Rimane il fatto che, per me, queste preparazioni sono un pò come le torte salate e meglio perchè puoi assemblare anche piccoli avanzi: una puntina di formaggio, 1/2 carota, qualche fogliolina di spinaci ecc.
Basta soltanto cercare di far andar daccordo i sapori ed il gioco è fatto, il tortino rende speciale un pasto normale, non hai l’ansia come per il soufflè e puoi sbizzarrirti con le salsine.
Per questo ho adoperato i topinambour ed il cavolo nero.
L’ispirazione arriva da un foglio che mi hanno regalato nel negozio che unisce in cooperativa i piccoli produttori della zona.
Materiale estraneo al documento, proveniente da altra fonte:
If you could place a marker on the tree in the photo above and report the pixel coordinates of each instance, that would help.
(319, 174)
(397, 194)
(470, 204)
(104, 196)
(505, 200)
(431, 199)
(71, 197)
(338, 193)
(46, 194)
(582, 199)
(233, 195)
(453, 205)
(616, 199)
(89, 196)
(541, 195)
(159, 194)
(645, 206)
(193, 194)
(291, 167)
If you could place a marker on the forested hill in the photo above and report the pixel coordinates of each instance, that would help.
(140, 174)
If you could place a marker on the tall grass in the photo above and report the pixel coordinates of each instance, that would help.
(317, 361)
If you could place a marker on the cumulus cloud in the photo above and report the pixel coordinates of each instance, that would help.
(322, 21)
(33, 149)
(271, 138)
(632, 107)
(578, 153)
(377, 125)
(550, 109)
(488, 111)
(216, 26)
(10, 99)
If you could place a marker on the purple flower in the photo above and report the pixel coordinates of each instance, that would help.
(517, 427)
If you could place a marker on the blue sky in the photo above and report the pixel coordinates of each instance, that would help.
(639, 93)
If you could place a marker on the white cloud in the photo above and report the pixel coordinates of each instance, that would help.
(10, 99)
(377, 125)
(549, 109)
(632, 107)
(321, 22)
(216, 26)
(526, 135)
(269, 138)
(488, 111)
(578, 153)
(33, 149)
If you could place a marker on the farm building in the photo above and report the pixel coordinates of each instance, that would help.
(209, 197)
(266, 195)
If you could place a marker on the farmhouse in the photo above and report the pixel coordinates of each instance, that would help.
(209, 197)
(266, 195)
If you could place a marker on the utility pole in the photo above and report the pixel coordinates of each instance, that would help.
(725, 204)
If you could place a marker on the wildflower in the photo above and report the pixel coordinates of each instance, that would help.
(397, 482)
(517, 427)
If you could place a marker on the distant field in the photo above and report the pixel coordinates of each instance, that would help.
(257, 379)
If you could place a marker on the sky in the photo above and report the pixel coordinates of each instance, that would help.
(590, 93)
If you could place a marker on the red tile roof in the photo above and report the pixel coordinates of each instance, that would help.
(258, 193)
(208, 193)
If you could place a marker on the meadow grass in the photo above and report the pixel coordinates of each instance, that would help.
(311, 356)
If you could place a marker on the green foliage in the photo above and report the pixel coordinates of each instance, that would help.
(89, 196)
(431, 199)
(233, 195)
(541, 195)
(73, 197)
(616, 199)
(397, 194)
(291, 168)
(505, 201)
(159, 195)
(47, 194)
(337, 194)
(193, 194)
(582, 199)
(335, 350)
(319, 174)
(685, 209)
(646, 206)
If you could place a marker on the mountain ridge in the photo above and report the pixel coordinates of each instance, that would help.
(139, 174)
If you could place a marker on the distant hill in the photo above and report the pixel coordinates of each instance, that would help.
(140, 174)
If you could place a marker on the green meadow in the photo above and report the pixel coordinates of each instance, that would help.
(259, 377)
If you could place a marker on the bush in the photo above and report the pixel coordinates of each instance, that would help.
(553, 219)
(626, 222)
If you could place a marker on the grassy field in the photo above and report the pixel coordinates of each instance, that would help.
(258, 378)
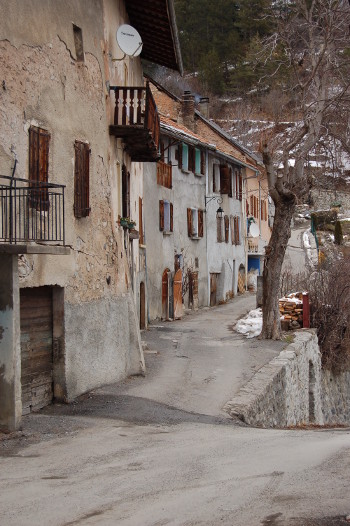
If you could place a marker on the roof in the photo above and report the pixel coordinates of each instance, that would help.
(155, 21)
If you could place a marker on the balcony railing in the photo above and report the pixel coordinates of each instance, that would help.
(164, 174)
(136, 120)
(31, 211)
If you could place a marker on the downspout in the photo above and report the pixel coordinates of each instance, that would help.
(206, 222)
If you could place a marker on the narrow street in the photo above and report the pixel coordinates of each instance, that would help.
(159, 450)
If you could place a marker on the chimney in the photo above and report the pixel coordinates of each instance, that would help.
(204, 106)
(188, 109)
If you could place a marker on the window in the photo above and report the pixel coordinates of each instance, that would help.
(165, 216)
(195, 222)
(263, 210)
(220, 229)
(81, 179)
(141, 238)
(235, 230)
(39, 142)
(227, 228)
(125, 192)
(238, 185)
(184, 162)
(226, 180)
(78, 43)
(216, 178)
(254, 206)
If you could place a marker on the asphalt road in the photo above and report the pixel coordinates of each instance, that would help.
(159, 451)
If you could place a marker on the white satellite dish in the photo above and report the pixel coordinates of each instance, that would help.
(254, 230)
(129, 40)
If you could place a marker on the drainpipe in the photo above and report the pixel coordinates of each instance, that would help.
(206, 223)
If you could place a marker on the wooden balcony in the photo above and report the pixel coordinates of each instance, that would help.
(164, 174)
(136, 121)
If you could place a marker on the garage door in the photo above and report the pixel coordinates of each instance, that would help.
(36, 348)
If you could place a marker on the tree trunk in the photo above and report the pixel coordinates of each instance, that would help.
(275, 251)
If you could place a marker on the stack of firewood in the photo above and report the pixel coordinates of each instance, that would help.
(291, 309)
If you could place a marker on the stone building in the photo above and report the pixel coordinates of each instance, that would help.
(77, 124)
(196, 200)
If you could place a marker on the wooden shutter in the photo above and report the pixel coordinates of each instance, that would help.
(200, 223)
(230, 183)
(141, 240)
(189, 222)
(39, 143)
(81, 179)
(227, 228)
(202, 162)
(161, 215)
(171, 217)
(225, 179)
(179, 155)
(232, 225)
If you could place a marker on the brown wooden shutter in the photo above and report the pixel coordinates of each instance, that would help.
(161, 215)
(39, 143)
(232, 226)
(236, 231)
(202, 162)
(200, 223)
(189, 222)
(141, 240)
(230, 183)
(179, 155)
(171, 217)
(81, 179)
(227, 228)
(224, 179)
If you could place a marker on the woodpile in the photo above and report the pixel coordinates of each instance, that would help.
(291, 310)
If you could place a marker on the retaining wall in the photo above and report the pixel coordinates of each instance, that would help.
(287, 391)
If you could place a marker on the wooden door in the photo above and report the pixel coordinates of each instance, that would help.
(36, 348)
(142, 306)
(213, 287)
(178, 308)
(165, 295)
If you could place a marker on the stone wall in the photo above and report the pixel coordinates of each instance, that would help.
(336, 398)
(324, 199)
(286, 391)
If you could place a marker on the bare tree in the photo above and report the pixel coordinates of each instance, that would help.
(311, 43)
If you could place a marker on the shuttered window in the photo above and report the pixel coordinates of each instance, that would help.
(195, 222)
(39, 142)
(81, 179)
(227, 228)
(125, 192)
(226, 180)
(141, 238)
(166, 221)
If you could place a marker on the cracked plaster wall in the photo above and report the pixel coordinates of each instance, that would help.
(42, 84)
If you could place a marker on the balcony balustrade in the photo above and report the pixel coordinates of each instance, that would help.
(136, 121)
(31, 211)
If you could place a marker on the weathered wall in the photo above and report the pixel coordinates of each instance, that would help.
(286, 391)
(336, 397)
(323, 199)
(44, 85)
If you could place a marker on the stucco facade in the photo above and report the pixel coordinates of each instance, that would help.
(57, 65)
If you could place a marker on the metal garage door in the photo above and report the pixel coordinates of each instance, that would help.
(36, 348)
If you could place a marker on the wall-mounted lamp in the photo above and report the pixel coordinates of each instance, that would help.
(220, 212)
(219, 200)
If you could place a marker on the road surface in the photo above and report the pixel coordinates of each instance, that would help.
(159, 451)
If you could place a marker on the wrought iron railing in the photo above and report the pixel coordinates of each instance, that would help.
(135, 106)
(31, 211)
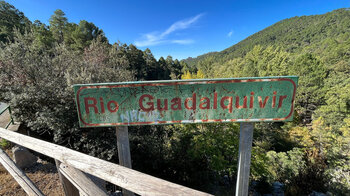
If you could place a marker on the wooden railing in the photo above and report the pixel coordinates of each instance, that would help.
(71, 164)
(7, 108)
Ingredienti per 2 sformatini:
- 2 topinambour,
- qualche foglia di cavolo nero sbollentato,
- 1 uovo,
- 1 cucchiaio di semi di zucca tostati e tritati,
- 1 cucchiaino di farina di grano saraceno,
- latte di soia q.b. per amalgamare,
- sale.
- 2 cucchiaini di crescenza per il “cuore”.
Ingredienti per la salsina:
- 1 spicchio d’aglio,
- 1 acciuga sott’olio,
- quanto basta di latte di soia.
Come fare il tortino:
preriscaldare il forno a 180°C.
L’idea in partenza era di “marmorizzare il tortino ma la dose del cavolo nero era troppo scarsa per poter ottenere una crema, se ne fate di più potete farlo, sarà d’effetto.
Cuocere a vapore i topinambour pelati e tagliati a fettine, sbollentate o cuocete al vapore anche il cavolo nero (solo il verde).
Io ho frullato il cavolo nero a parte con poco uovo e latte, il topinambour l’ho frullato assieme agli altri ingredienti, ho unito i 2 composti lasciandoli “a vista”.
Rivestire 2 stampini lisci con la stagnola, riempirli a metà con il composto, inserire la crescenza e chiudere.
Infornare a bagnomaria con due dita d’acqua per c.ca 25/30 minuti.
Come fare la salsina:
sbucciare e tagliare l’aglio a fettine (togliere il cuore verde), farlo cuocere nel latte, a fuoco basso, per 10 minuti.
Frullare il tutto assieme all’acciuga.
Mettere la salsa sul fondo del piatto, appoggiare il tortino e mettere sopra ancora poca salsina.
Tranquille/i l’aglio non lascerà i soliti effetti collaterali.
Può essere un antipasto, un contorno o, come nel mio caso, un piatto unico.
E adesso la mia Perla che osserva il mondo dal suo punto di vista, il divano, rigorosamente protetto dai suoi grattini col solito telo, ma quanto la amo?